Meine erste, rein jagdliche Reise, führte mich im Mai 1999 in die Region um Elgin nach Blackhills. Bewohnt habe ich in diesen Tagen den 'Bungalow' im Blackhills Estate. Das Estate ist ca. 1600 ha groß (4000 acre) und besteht aus bewirtschaftetem Farmland, Waldgebieten und Moorlandschaft. Fast 30 ha gehören zu einem einzigartigen Rhododendrongarten. Die Jagd galt dort vorrangig dem starken schottischen Rehbock, den sich in Medaillienqualität natürlich nicht jeder leisten konnte. Doch die Jagd in diesem Revier machte alles wett, zumal ich nie zu den Trophäenjägern gehörte.

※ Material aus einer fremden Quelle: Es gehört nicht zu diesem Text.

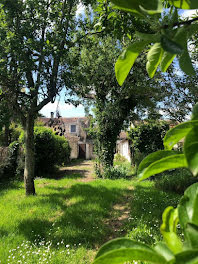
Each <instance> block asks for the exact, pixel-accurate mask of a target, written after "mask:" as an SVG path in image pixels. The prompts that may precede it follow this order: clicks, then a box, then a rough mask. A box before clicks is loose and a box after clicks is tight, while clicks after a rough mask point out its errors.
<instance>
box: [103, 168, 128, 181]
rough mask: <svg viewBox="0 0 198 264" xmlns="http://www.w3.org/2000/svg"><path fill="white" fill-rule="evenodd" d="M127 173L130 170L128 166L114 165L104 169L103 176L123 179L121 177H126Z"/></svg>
mask: <svg viewBox="0 0 198 264" xmlns="http://www.w3.org/2000/svg"><path fill="white" fill-rule="evenodd" d="M127 174H128V170H127V168H126V167H122V166H115V167H113V166H112V167H107V168H105V169H104V172H103V177H104V178H105V179H121V178H126V177H127Z"/></svg>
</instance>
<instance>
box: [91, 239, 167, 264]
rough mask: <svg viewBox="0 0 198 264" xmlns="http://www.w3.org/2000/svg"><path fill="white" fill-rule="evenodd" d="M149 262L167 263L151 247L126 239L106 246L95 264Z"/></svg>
mask: <svg viewBox="0 0 198 264" xmlns="http://www.w3.org/2000/svg"><path fill="white" fill-rule="evenodd" d="M133 260H136V261H148V262H149V263H167V261H166V259H165V258H164V257H163V256H161V255H160V254H158V253H157V252H156V251H155V250H153V249H152V248H150V247H149V246H147V245H145V244H143V243H140V242H136V241H133V240H130V239H126V238H118V239H114V240H112V241H110V242H107V243H106V244H104V245H103V246H102V247H101V248H100V250H99V252H98V254H97V255H96V257H95V260H94V262H93V264H107V263H112V264H121V263H123V264H124V263H125V262H126V261H133Z"/></svg>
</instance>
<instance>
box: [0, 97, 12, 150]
mask: <svg viewBox="0 0 198 264" xmlns="http://www.w3.org/2000/svg"><path fill="white" fill-rule="evenodd" d="M10 122H11V115H10V112H9V110H8V107H7V103H6V101H5V99H3V98H1V100H0V133H1V138H2V140H1V143H0V144H2V145H3V146H8V145H9V138H8V137H9V126H10Z"/></svg>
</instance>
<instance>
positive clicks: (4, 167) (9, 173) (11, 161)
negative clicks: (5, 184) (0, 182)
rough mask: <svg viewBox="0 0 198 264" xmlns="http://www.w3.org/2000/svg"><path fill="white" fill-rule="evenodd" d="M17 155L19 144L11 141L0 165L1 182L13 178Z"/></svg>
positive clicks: (17, 142) (13, 141) (0, 175)
mask: <svg viewBox="0 0 198 264" xmlns="http://www.w3.org/2000/svg"><path fill="white" fill-rule="evenodd" d="M18 153H19V143H18V142H17V141H13V142H12V143H11V144H10V145H9V147H8V153H7V157H5V160H4V162H3V163H2V164H1V165H0V178H1V179H2V180H6V179H10V178H14V176H15V174H16V170H17V159H18Z"/></svg>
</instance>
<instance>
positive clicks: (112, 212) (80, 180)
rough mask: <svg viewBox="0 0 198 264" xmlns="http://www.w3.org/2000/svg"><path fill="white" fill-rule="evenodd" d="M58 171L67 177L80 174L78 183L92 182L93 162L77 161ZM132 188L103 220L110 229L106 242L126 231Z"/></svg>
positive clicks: (128, 214) (131, 196) (129, 187)
mask: <svg viewBox="0 0 198 264" xmlns="http://www.w3.org/2000/svg"><path fill="white" fill-rule="evenodd" d="M60 171H61V172H62V173H64V174H67V175H72V174H80V175H81V176H82V178H80V179H77V180H76V181H78V182H91V181H94V180H95V179H96V178H95V173H94V162H93V161H90V160H84V161H77V162H75V163H73V164H71V165H69V166H66V167H62V168H61V169H60ZM132 192H133V187H132V186H129V187H128V188H127V189H126V193H125V195H124V197H123V199H122V202H119V203H115V204H114V205H113V207H112V211H111V214H110V216H109V218H108V219H106V220H105V224H106V225H107V226H108V227H110V230H111V231H110V234H109V235H108V236H107V237H106V241H108V240H111V239H113V238H116V237H117V236H118V235H119V236H123V235H125V233H126V231H125V230H124V229H123V227H124V225H125V223H126V221H127V220H128V217H129V215H130V200H131V197H132Z"/></svg>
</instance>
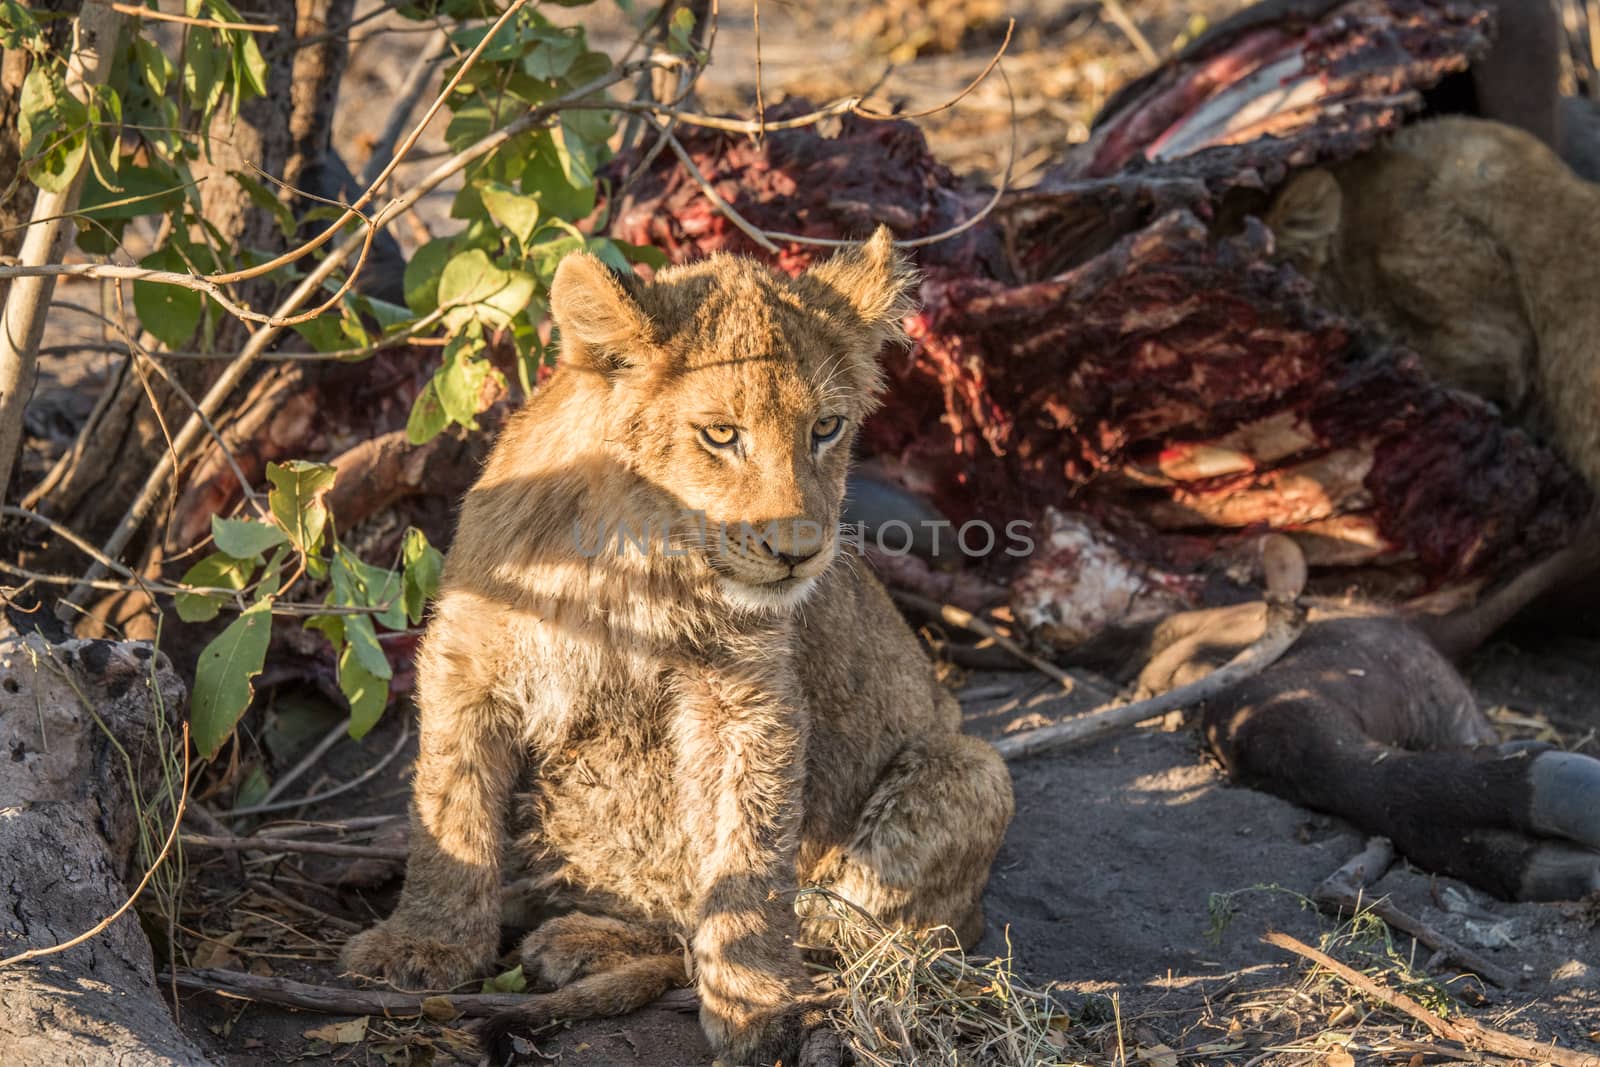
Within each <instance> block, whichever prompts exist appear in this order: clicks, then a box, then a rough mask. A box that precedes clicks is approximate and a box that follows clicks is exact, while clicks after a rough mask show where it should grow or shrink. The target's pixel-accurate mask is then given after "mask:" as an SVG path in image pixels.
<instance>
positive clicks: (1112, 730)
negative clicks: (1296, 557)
mask: <svg viewBox="0 0 1600 1067" xmlns="http://www.w3.org/2000/svg"><path fill="white" fill-rule="evenodd" d="M1304 629H1306V611H1304V609H1302V608H1299V605H1298V603H1293V601H1290V603H1274V601H1269V603H1267V627H1266V630H1264V632H1262V635H1261V637H1259V638H1258V640H1256V641H1254V643H1253V645H1250V646H1248V648H1245V649H1243V651H1242V653H1238V654H1237V656H1234V659H1230V661H1227V662H1226V664H1222V665H1221V667H1218V669H1216V670H1213V672H1211V673H1208V675H1206V677H1203V678H1198V680H1197V681H1190V683H1189V685H1182V686H1178V688H1176V689H1168V691H1166V693H1162V694H1158V696H1152V697H1149V699H1146V701H1133V702H1131V704H1122V705H1115V707H1098V709H1094V710H1093V712H1085V713H1083V715H1075V717H1072V718H1069V720H1066V721H1061V723H1051V725H1050V726H1040V728H1038V729H1026V731H1022V733H1016V734H1011V736H1008V737H1000V739H998V741H995V749H997V750H998V752H1000V755H1002V757H1005V758H1006V760H1022V758H1026V757H1032V755H1040V753H1043V752H1051V750H1056V749H1064V747H1069V745H1077V744H1085V742H1090V741H1098V739H1101V737H1106V736H1107V734H1112V733H1117V731H1120V729H1126V728H1130V726H1138V725H1139V723H1142V721H1149V720H1152V718H1155V717H1158V715H1165V713H1166V712H1176V710H1178V709H1181V707H1190V705H1194V704H1203V702H1205V701H1210V699H1213V697H1216V696H1219V694H1222V693H1226V691H1227V689H1232V688H1234V686H1235V685H1238V683H1240V681H1245V680H1246V678H1253V677H1256V675H1258V673H1261V672H1262V670H1266V669H1267V667H1270V665H1272V664H1275V662H1277V661H1278V657H1280V656H1283V653H1286V651H1288V649H1290V646H1293V645H1294V641H1296V640H1299V635H1301V632H1302V630H1304Z"/></svg>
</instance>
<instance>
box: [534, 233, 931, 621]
mask: <svg viewBox="0 0 1600 1067" xmlns="http://www.w3.org/2000/svg"><path fill="white" fill-rule="evenodd" d="M910 277H912V275H910V270H909V269H907V267H906V264H904V261H901V259H899V256H898V254H896V253H894V250H893V245H891V242H890V235H888V230H886V229H880V230H878V234H877V235H874V238H872V240H870V242H867V245H864V246H861V248H858V250H851V251H846V253H842V254H838V256H835V258H834V259H830V261H827V262H824V264H821V266H818V267H814V269H813V270H810V272H808V274H805V275H802V277H798V278H789V277H786V275H781V274H778V272H774V270H771V269H768V267H765V266H762V264H760V262H757V261H754V259H741V258H733V256H715V258H712V259H707V261H702V262H698V264H690V266H685V267H672V269H667V270H662V272H661V274H658V275H656V280H654V282H653V283H651V285H638V283H635V282H632V280H622V278H619V277H618V275H613V274H611V272H610V270H606V267H605V266H603V264H600V262H598V261H597V259H594V258H590V256H570V258H568V259H565V261H563V262H562V266H560V269H558V270H557V275H555V282H554V285H552V286H550V307H552V312H554V315H555V322H557V325H558V326H560V330H562V344H563V362H565V366H566V368H571V370H578V371H581V373H584V376H586V389H587V390H590V394H592V403H594V405H595V424H594V426H595V434H597V435H600V434H603V435H605V448H606V451H610V453H611V454H613V456H614V458H616V459H618V461H619V462H621V464H624V466H627V469H629V470H632V472H634V474H635V475H637V477H640V478H642V480H643V482H645V483H648V485H650V486H653V488H654V490H656V491H658V494H656V496H658V498H659V506H658V523H659V525H661V526H669V528H670V534H669V541H670V542H672V544H675V545H682V547H685V549H686V550H690V552H694V553H698V555H699V557H701V558H704V560H706V563H707V565H709V566H710V568H712V569H714V571H715V573H717V576H718V579H720V581H718V584H720V587H722V592H723V597H725V598H726V600H728V601H730V603H731V605H734V606H738V608H746V609H754V611H781V609H787V608H792V606H795V605H798V603H800V601H802V600H803V598H805V595H806V593H808V592H810V590H811V587H813V585H814V582H816V579H818V576H821V574H822V573H824V571H826V569H827V566H829V565H830V563H832V561H834V557H835V555H837V550H838V512H840V501H842V499H843V494H845V474H846V469H848V464H850V446H851V442H853V440H854V435H856V430H858V429H859V426H861V421H862V419H864V418H866V416H867V414H869V413H870V411H872V410H874V408H875V406H877V397H878V392H880V390H882V373H880V371H878V365H877V355H878V349H880V347H882V346H883V342H885V341H886V339H890V338H894V336H899V318H901V315H902V314H904V310H906V301H907V286H909V285H910ZM571 370H570V371H568V373H571ZM653 533H656V534H658V537H659V534H661V528H658V530H656V531H653Z"/></svg>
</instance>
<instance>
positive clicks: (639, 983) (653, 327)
mask: <svg viewBox="0 0 1600 1067" xmlns="http://www.w3.org/2000/svg"><path fill="white" fill-rule="evenodd" d="M910 285H912V272H910V269H909V267H907V264H906V262H904V261H902V259H901V258H899V256H898V254H896V251H894V248H893V245H891V242H890V234H888V230H886V229H880V230H878V232H877V234H875V235H874V237H872V240H870V242H867V243H866V245H862V246H859V248H853V250H848V251H843V253H840V254H837V256H835V258H832V259H829V261H827V262H822V264H819V266H818V267H814V269H811V270H810V272H808V274H803V275H800V277H797V278H789V277H784V275H781V274H776V272H773V270H770V269H768V267H765V266H762V264H758V262H755V261H749V259H739V258H730V256H715V258H712V259H707V261H702V262H696V264H691V266H683V267H672V269H666V270H662V272H659V274H658V275H656V280H654V283H651V285H648V286H646V285H640V283H637V282H634V280H632V278H624V277H618V275H614V274H611V272H610V270H608V269H606V267H605V266H602V262H600V261H598V259H595V258H592V256H587V254H574V256H568V258H566V259H565V261H563V262H562V266H560V269H558V270H557V274H555V280H554V283H552V286H550V310H552V315H554V318H555V323H557V326H558V328H560V336H562V365H560V368H558V370H557V373H555V374H554V376H552V378H550V381H549V382H547V384H546V387H544V389H541V390H539V394H538V395H536V397H534V398H533V400H531V402H530V403H528V406H526V408H525V410H523V411H522V413H518V414H517V416H515V418H514V419H512V421H510V422H509V424H507V427H506V430H504V432H502V434H501V437H499V440H498V443H496V446H494V451H493V454H491V456H490V461H488V464H486V467H485V472H483V475H482V478H480V480H478V483H477V485H475V486H474V488H472V490H470V493H467V498H466V502H464V506H462V512H461V525H459V530H458V533H456V541H454V545H453V547H451V550H450V557H448V561H446V565H445V576H443V585H442V590H440V597H438V603H437V605H435V611H434V617H432V621H430V624H429V629H427V637H426V640H424V641H422V649H421V653H419V657H418V705H419V709H421V753H419V757H418V765H416V779H414V795H413V803H411V827H413V829H411V857H410V864H408V865H406V880H405V889H403V893H402V896H400V904H398V907H397V909H395V912H394V915H390V917H389V918H387V920H384V921H382V923H379V925H378V926H374V928H373V929H370V931H366V933H363V934H360V936H357V937H355V939H352V941H350V944H349V945H347V947H346V952H344V965H346V966H347V968H349V969H350V971H355V973H362V974H374V976H384V977H387V979H389V981H392V982H395V984H400V985H410V987H430V989H446V987H453V985H458V984H461V982H464V981H467V979H472V977H477V976H480V974H483V973H485V971H486V969H488V968H490V966H491V965H493V961H494V958H496V953H498V952H499V917H501V886H502V883H506V881H510V880H515V881H518V885H522V886H531V888H533V889H536V891H538V894H539V901H541V904H544V905H547V907H549V909H550V910H552V912H555V917H554V918H549V920H547V921H544V925H541V926H538V928H536V929H534V931H533V933H531V934H530V936H528V939H526V941H525V942H523V945H522V960H523V965H525V966H526V969H528V974H530V976H533V977H538V979H541V981H542V982H544V984H547V985H550V987H554V989H555V992H552V993H546V995H534V997H530V998H528V1006H526V1008H525V1009H520V1011H517V1013H514V1017H510V1019H501V1021H498V1024H499V1025H501V1027H506V1025H538V1024H542V1022H549V1021H550V1019H554V1017H581V1016H586V1014H616V1013H622V1011H630V1009H634V1008H637V1006H640V1005H643V1003H648V1001H650V1000H653V998H654V997H658V995H659V993H661V992H662V990H664V989H667V987H669V985H672V984H682V982H685V981H686V974H685V953H683V942H685V941H686V944H688V945H690V949H691V952H693V973H694V981H696V982H698V987H699V995H701V1024H702V1025H704V1029H706V1033H707V1037H709V1038H710V1045H712V1048H714V1051H715V1053H717V1054H718V1056H722V1057H726V1059H730V1061H734V1062H739V1064H749V1062H763V1064H766V1062H771V1061H774V1059H782V1061H784V1062H786V1064H787V1062H794V1056H795V1054H797V1051H798V1046H800V1043H802V1040H803V1037H805V1035H806V1032H808V1030H810V1029H811V1027H814V1025H818V1021H819V1011H818V1009H816V1003H814V1000H811V998H808V990H810V984H808V982H806V976H805V971H803V969H802V955H800V950H798V949H797V947H795V941H797V937H798V936H800V923H798V920H797V918H795V912H794V893H792V891H794V889H795V888H797V886H803V885H813V883H819V885H826V886H829V888H832V889H834V891H835V893H838V894H842V896H845V897H848V899H850V901H853V902H856V904H858V905H861V907H864V909H867V910H869V912H872V913H874V915H877V917H878V918H880V920H883V921H886V923H894V925H907V926H918V928H922V926H934V925H949V926H952V928H954V929H955V931H957V934H958V936H960V937H962V939H963V941H968V942H970V941H971V939H974V937H976V936H978V934H979V931H981V928H982V912H981V909H979V897H981V896H982V889H984V883H986V880H987V877H989V865H990V862H992V861H994V856H995V849H997V848H998V845H1000V838H1002V835H1003V833H1005V829H1006V825H1008V822H1010V819H1011V809H1013V801H1011V782H1010V777H1008V774H1006V769H1005V765H1003V763H1002V760H1000V758H998V755H997V753H995V752H994V749H992V747H989V745H987V744H984V742H981V741H978V739H973V737H966V736H963V734H962V733H960V717H958V709H957V705H955V701H954V699H952V697H950V696H949V694H947V693H946V691H944V689H942V688H941V685H939V683H938V680H936V678H934V675H933V670H931V665H930V664H928V661H926V659H925V656H923V653H922V649H920V648H918V645H917V641H915V638H914V637H912V633H910V630H909V629H907V627H906V624H904V622H902V621H901V617H899V614H898V613H896V611H894V606H893V605H891V601H890V598H888V595H886V593H885V592H883V589H882V585H878V582H877V581H875V579H874V577H872V576H870V574H869V573H867V571H866V569H864V568H862V566H861V565H859V563H856V561H854V560H848V558H846V560H838V517H840V501H842V496H843V491H845V470H846V467H848V464H850V446H851V440H853V438H854V435H856V429H858V427H859V426H861V421H862V419H864V418H866V416H867V414H869V413H870V411H872V410H874V408H875V406H877V397H878V392H880V389H882V374H880V370H878V365H877V355H878V349H880V347H882V346H883V344H885V342H886V341H891V339H894V338H898V336H899V334H901V330H899V318H901V315H902V314H904V310H906V306H907V302H909V288H910ZM514 793H515V801H514ZM680 937H682V941H680Z"/></svg>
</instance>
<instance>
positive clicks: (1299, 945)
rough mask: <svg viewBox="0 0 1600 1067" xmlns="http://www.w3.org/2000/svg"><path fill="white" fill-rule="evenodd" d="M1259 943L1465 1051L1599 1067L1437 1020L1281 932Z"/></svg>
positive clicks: (1581, 1054)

Was für mich zählte, war das Erlebnis und „Drumherum“.

Ohne meinen Freund Max wäre Jagen in Schottland für mich nicht möglich gewesen. In seinen guten Zeiten hatte er als Jagdreiseunternehmer Reviere bzw. Abschüsse auf der gesamten Insel gepachtet. Gejagt wurde auf alles, was jagdbar war: Rot-, Reh-, Dam- und Sikawild, Pere David, Muntjac, Wildziegen, Chinese Waterdeer, Gänse, Enten, Fasane, Hasen u.m. Er stalkte selber, verfügte über gelegentlich angestellte oder auch nur aushilfsweise tätige Stalker, hatte Praktikanten. In diesen Jahren führte er die Gäste auf Estates in einer Gesamtgröße von 40.000 ha und zeitweilig zusätzlichen 100.000 ha im gesamten Gebiet von Schottland sowie einigen Estates in England. Seine Jagdgäste kamen auch aus dem Adel, der Politik und Großindustrie.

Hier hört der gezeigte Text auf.